In October 2025, OpenAI released AgentKit, a set of tools for building and deploying agents, including a no-code, drag-and-drop Agent Builder tool. The interface allows you to connect your agent to any hosted MCP server and set up nodes, creating a sleek and accessible user interface for technical and non-technical users. These node types include guardrails, if-else blocks, logic nodes, and user approval checks.

Prior to release, the market was incredibly excited about the potential of an OpenAI native workflow tool that was accessible to everyone, deeply integrated, and secure. However, the implementation was limited. Non-technical users lacked sufficient built-in integrations; the platform has only about a dozen internal connectors compared to Zapier’s 8,000.
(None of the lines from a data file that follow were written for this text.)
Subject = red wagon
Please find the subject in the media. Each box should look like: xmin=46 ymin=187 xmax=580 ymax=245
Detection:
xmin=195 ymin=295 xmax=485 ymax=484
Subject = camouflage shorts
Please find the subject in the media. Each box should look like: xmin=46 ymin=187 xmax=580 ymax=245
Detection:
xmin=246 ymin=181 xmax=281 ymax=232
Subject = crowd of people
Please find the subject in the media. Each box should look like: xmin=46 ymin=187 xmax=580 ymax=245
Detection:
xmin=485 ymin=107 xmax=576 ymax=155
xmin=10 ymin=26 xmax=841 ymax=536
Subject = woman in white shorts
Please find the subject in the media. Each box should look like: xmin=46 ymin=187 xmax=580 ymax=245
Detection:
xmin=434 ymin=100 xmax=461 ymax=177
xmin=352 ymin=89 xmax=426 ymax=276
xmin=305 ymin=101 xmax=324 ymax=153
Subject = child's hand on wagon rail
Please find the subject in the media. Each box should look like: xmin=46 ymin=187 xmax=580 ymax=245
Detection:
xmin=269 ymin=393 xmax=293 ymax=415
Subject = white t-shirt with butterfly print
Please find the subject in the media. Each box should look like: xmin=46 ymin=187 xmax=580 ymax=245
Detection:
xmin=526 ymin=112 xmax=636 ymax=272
The biggest issue was security. Security professionals found that the guardrails and user approvals put in place by OpenAI were only a drop in the bucket for protection against the host of attack vectors that were possible.

The Vulnerability Window

One of Agent Builder’s critical vulnerabilities is that it currently allows any arbitrary MCP server to be connected to it, without a standardized verification or signing mechanism, sandboxing or isolation, or guardrails to prevent malicious servers from mimicking legitimate ones. This implementation is the one that many enterprises are already starting to adopt and connect with high-privilege data sources and tools like Slack, Notion, GitHub, and internal APIs. It becomes dangerous once deployed by real organizations with real data and systems.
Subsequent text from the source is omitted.